Github user wgtmac commented on a diff in the pull request:
https://github.com/apache/orc/pull/149#discussion_r140425006
--- Diff: c++/src/ColumnWriter.cc ---
@@ -468,25 +472,1099 @@ namespace orc {
rleEncoder->recordPosition(rowIndexPosition.get());
}
- std::unique_ptr<ColumnWriter> buildWriter(
- const Type& type,
- const StreamsFactory& factory,
- const WriterOptions& options) {
- switch (static_cast<int64_t>(type.getKind())) {
- case STRUCT:
- return std::unique_ptr<ColumnWriter>(
- new StructColumnWriter(
- type,
- factory,
- options));
- case INT:
- case LONG:
- case SHORT:
- return std::unique_ptr<ColumnWriter>(
- new IntegerColumnWriter(
- type,
- factory,
- options));
+ class ByteColumnWriter : public ColumnWriter {
+ public:
+ ByteColumnWriter(const Type& type,
+ const StreamsFactory& factory,
+ const WriterOptions& options);
+
+ virtual void add(ColumnVectorBatch& rowBatch,
+ uint64_t offset,
+ uint64_t numValues) override;
+
+ virtual void flush(std::vector<proto::Stream>& streams) override;
+
+ virtual uint64_t getEstimatedSize() const override;
+
+ virtual void getColumnEncoding(
+ std::vector<proto::ColumnEncoding>& encodings) const override;
+
+ virtual void recordPosition() const override;
+
+ private:
+ std::unique_ptr<ByteRleEncoder> byteRleEncoder;
+ };
+
+ ByteColumnWriter::ByteColumnWriter(
+ const Type& type,
+ const StreamsFactory& factory,
+ const WriterOptions& options) :
+ ColumnWriter(type, factory, options) {
+ std::unique_ptr<BufferedOutputStream> dataStream =
+
factory.createStream(proto::Stream_Kind_DATA);
+ byteRleEncoder = createByteRleEncoder(std::move(dataStream));
+
+ if (enableIndex) {
+ recordPosition();
+ }
+ }
+
+ void ByteColumnWriter::add(ColumnVectorBatch& rowBatch,
+ uint64_t offset,
+ uint64_t numValues) {
+ ColumnWriter::add(rowBatch, offset, numValues);
+
+ LongVectorBatch& byteBatch =
+ dynamic_cast<LongVectorBatch&>(rowBatch);
+
+ int64_t* data = byteBatch.data.data() + offset;
+ const char* notNull = byteBatch.hasNulls ?

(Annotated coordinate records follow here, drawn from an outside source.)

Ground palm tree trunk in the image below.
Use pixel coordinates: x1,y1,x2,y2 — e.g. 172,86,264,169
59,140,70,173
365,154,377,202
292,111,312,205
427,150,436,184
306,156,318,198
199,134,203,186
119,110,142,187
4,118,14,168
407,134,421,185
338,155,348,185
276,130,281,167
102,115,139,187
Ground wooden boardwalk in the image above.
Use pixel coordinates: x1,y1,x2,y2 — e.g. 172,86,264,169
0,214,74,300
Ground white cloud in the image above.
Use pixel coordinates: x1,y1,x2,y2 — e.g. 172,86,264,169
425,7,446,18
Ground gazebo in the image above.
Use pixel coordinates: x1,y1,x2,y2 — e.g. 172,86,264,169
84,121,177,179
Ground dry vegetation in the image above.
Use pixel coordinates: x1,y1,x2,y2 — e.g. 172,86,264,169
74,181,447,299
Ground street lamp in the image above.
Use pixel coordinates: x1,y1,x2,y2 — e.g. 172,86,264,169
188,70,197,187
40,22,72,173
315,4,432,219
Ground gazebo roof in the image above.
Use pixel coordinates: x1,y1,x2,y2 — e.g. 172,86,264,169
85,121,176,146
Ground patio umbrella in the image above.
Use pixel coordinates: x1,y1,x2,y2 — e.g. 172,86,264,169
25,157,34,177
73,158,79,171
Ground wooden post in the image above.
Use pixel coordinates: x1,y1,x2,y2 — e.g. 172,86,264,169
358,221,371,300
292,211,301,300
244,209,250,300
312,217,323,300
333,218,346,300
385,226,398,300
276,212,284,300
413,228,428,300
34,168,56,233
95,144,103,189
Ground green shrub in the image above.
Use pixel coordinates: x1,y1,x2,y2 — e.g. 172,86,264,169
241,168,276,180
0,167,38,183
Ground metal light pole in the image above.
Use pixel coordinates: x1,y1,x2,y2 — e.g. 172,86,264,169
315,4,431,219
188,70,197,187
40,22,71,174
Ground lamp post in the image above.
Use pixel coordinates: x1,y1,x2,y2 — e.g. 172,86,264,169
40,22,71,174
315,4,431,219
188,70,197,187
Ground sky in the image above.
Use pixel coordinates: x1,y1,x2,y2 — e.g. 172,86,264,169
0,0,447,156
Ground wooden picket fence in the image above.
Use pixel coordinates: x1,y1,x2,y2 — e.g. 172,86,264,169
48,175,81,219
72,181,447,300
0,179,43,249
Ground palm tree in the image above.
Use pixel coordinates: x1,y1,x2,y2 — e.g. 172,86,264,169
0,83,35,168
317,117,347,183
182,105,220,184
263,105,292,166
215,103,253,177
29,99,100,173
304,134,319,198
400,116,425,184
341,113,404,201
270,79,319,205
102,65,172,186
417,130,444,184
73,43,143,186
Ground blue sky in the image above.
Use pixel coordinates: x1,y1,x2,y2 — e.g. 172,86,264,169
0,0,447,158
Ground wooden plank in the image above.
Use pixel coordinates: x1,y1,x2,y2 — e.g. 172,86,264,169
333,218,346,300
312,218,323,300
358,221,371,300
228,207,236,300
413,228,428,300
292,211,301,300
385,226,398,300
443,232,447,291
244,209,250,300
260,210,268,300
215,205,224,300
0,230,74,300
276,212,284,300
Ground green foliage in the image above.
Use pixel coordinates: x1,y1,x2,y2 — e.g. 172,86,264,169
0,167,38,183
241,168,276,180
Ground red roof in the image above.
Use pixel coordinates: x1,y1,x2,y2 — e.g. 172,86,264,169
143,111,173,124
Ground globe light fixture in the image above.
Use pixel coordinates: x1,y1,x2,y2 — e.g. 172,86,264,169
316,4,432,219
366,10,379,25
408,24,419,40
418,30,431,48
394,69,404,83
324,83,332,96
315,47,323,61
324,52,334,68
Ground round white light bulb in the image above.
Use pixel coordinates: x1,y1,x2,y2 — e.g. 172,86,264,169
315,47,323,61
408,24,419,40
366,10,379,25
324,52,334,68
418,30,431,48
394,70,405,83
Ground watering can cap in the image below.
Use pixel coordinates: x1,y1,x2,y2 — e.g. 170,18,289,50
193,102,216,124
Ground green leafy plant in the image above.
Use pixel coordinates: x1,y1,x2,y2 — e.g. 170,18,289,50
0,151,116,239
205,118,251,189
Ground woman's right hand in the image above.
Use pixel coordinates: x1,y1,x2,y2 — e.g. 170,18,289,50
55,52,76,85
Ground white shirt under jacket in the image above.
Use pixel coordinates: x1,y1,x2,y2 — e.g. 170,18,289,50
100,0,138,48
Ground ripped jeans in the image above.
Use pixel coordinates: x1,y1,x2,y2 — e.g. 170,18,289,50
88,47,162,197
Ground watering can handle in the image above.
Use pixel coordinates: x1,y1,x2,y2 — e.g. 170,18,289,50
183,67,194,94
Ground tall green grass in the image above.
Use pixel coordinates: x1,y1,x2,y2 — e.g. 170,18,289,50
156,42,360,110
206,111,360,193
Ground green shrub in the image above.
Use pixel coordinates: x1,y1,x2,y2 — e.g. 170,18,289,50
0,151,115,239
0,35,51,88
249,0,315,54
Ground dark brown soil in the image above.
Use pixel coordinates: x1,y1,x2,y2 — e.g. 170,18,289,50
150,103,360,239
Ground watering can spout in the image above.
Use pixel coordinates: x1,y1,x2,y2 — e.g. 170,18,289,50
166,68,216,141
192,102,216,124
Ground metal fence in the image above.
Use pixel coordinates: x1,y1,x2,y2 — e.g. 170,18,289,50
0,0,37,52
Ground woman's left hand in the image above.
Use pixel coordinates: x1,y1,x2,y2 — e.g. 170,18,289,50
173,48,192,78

+ byteBatch.notNull.data() + offset : nullptr;
+
+ char* byteData = reinterpret_cast<char*>(data);
+ for (uint64_t i = 0; i < numValues; ++i) {
+ byteData[i] = static_cast<char>(data[i]);
+ }
+ byteRleEncoder->add(byteData, numValues, notNull);
+
+ IntegerColumnStatisticsImpl* intStats =
+
dynamic_cast<IntegerColumnStatisticsImpl*>(colIndexStatistics.get());
+ bool hasNull = false;
+ for (uint64_t i = 0; i < numValues; ++i) {
+ if (notNull == nullptr || notNull[i]) {
+ intStats->increase(1);
+ intStats->update(static_cast<int64_t>(byteData[i]), 1);
+ } else if (!hasNull) {
+ hasNull = true;
+ }
+ }
+ intStats->setHasNull(hasNull);
+ }
+
+ void ByteColumnWriter::flush(std::vector<proto::Stream>& streams) {
+ ColumnWriter::flush(streams);
+
+ proto::Stream stream;
+ stream.set_kind(proto::Stream_Kind_DATA);
+ stream.set_column(static_cast<uint32_t>(columnId));
+ stream.set_length(byteRleEncoder->flush());
+ streams.push_back(stream);
+ }
+
+ uint64_t ByteColumnWriter::getEstimatedSize() const {
+ uint64_t size = ColumnWriter::getEstimatedSize();
+ size += byteRleEncoder->getBufferSize();
+ return size;
+ }
+
+ void ByteColumnWriter::getColumnEncoding(
+ std::vector<proto::ColumnEncoding>& encodings) const {
+ proto::ColumnEncoding encoding;
+ encoding.set_kind(proto::ColumnEncoding_Kind_DIRECT);
+ encoding.set_dictionarysize(0);
+ encodings.push_back(encoding);
+ }
+
+ void ByteColumnWriter::recordPosition() const {
+ ColumnWriter::recordPosition();
+ byteRleEncoder->recordPosition(rowIndexPosition.get());
+ }
+
+ class BooleanColumnWriter : public ColumnWriter {
+ public:
+ BooleanColumnWriter(const Type& type,
+ const StreamsFactory& factory,
+ const WriterOptions& options);
+
+ virtual void add(ColumnVectorBatch& rowBatch,
+ uint64_t offset,
+ uint64_t numValues) override;
+
+ virtual void flush(std::vector<proto::Stream>& streams) override;
+
+ virtual uint64_t getEstimatedSize() const override;
+
+ virtual void getColumnEncoding(
+ std::vector<proto::ColumnEncoding>& encodings) const override;
+
+ virtual void recordPosition() const override;
+
+ private:
+ std::unique_ptr<ByteRleEncoder> rleEncoder;
+ };
+
+ BooleanColumnWriter::BooleanColumnWriter(
+ const Type& type,
+ const StreamsFactory& factory,
+ const WriterOptions& options) :
+ ColumnWriter(type, factory, options) {
+ std::unique_ptr<BufferedOutputStream> dataStream =
+ factory.createStream(proto::Stream_Kind_DATA);
+ rleEncoder = createBooleanRleEncoder(std::move(dataStream));
+
+ if (enableIndex) {
+ recordPosition();
+ }
+ }
+
+ void BooleanColumnWriter::add(ColumnVectorBatch& rowBatch,
+ uint64_t offset,
+ uint64_t numValues) {
+ ColumnWriter::add(rowBatch, offset, numValues);
+
+ LongVectorBatch& byteBatch = dynamic_cast<LongVectorBatch&>(rowBatch);
--- End diff --
Done
---